Muhafazakar Parti'yi izleyen Nicholeas Watt ise "parti lideri David Cameron bugün halka, ülkenin hem ulusal hem de yerel düzeyde yönetiminde doğrudan söz sahibi olma vaadini ilan edecek" diyor.
‘Sovyet şıklığı ile sade ilahi kitabı’
Guardian, manşetin hemen altında ise iki partiye ait seçim programlarının kapaklarına yer veriyor.

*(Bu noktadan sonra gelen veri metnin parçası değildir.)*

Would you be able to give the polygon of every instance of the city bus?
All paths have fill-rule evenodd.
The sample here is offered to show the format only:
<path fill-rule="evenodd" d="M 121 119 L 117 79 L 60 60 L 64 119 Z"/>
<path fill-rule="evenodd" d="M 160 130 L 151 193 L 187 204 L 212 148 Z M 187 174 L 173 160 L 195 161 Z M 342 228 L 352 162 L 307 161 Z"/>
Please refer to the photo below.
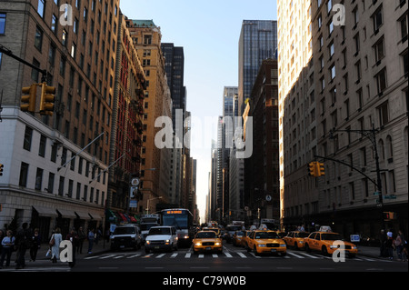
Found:
<path fill-rule="evenodd" d="M 164 209 L 161 212 L 162 225 L 176 228 L 177 245 L 190 246 L 193 235 L 193 215 L 185 208 Z"/>

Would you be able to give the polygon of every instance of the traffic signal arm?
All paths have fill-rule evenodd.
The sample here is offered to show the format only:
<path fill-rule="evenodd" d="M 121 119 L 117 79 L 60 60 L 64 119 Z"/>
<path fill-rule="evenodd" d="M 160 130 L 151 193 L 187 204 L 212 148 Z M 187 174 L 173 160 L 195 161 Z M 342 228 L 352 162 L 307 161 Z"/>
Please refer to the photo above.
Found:
<path fill-rule="evenodd" d="M 35 113 L 37 98 L 37 85 L 33 84 L 30 86 L 25 86 L 22 88 L 21 92 L 23 95 L 21 97 L 20 109 L 23 112 Z"/>
<path fill-rule="evenodd" d="M 41 84 L 40 115 L 53 115 L 55 94 L 55 86 L 48 86 L 45 82 Z"/>

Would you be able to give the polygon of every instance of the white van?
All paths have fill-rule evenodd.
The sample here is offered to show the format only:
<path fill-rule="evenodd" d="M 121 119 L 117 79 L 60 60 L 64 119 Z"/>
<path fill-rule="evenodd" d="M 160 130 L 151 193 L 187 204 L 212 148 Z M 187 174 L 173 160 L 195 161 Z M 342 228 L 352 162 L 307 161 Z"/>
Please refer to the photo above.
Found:
<path fill-rule="evenodd" d="M 126 247 L 140 249 L 141 246 L 141 230 L 136 225 L 117 225 L 111 235 L 111 250 L 113 251 Z"/>
<path fill-rule="evenodd" d="M 175 226 L 152 226 L 145 237 L 145 252 L 177 250 L 177 234 Z"/>

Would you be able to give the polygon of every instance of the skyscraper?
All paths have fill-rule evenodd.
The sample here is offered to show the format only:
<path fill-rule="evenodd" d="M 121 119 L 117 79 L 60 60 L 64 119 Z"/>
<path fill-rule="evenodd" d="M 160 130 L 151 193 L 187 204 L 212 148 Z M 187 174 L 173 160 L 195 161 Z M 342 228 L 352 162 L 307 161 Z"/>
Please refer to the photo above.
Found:
<path fill-rule="evenodd" d="M 292 3 L 278 5 L 284 225 L 407 231 L 407 3 Z"/>
<path fill-rule="evenodd" d="M 277 22 L 244 20 L 239 39 L 239 114 L 250 97 L 258 69 L 264 59 L 274 58 L 277 48 Z"/>

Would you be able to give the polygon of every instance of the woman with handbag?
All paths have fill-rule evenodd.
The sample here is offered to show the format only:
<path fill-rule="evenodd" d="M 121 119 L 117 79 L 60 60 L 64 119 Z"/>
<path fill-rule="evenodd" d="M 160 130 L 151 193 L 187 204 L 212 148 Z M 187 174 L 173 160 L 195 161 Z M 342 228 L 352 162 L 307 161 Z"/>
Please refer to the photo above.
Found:
<path fill-rule="evenodd" d="M 55 228 L 55 232 L 51 236 L 50 246 L 51 246 L 51 260 L 53 263 L 56 263 L 57 259 L 60 258 L 60 243 L 63 240 L 63 235 L 61 235 L 61 229 L 59 227 Z"/>

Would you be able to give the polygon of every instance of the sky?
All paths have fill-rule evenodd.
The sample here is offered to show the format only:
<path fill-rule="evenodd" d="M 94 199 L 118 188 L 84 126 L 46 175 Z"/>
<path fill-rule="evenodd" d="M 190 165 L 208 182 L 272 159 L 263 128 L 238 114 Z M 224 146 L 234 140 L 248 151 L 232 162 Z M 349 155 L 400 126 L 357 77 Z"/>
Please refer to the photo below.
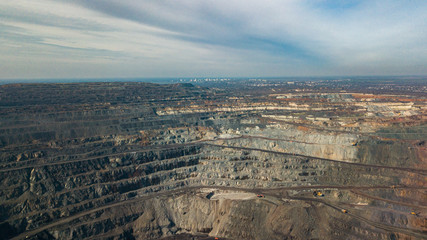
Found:
<path fill-rule="evenodd" d="M 340 75 L 427 75 L 427 1 L 0 1 L 0 79 Z"/>

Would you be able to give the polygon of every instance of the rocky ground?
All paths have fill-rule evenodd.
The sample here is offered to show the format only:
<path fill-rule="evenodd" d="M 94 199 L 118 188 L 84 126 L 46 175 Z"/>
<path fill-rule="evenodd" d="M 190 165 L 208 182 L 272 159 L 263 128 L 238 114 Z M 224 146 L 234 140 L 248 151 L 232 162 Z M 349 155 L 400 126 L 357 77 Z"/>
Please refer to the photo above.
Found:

İşçi Partisi'nin program kapağında bir aile yükselen bir güneşe bakıyor, güneşin içinde "herkese âdil bir gelecek" yazıyor. Muhafazakar Parti kapağında koyu mavi üzerine beyaz harflerle "İngiltere hükümetine katılma davetiyesi" yazılmış. Jonathan Glancey, "İki Kapağın öyküsü : Sovyet şıklığı ile sade ilahi kitabı" başlığı altında şu yorumda bulunuyor:
“Muhafazakarlar da, İşçi Partisi de, belli ki bir misyon üstlenmişler. Ama hazırladıkları seçim programlarının kapakları, İngiltere'nin büyük ölçüde agnostik seçmenini ferahlatmaya yönelik dini belgeleri andırıyor.”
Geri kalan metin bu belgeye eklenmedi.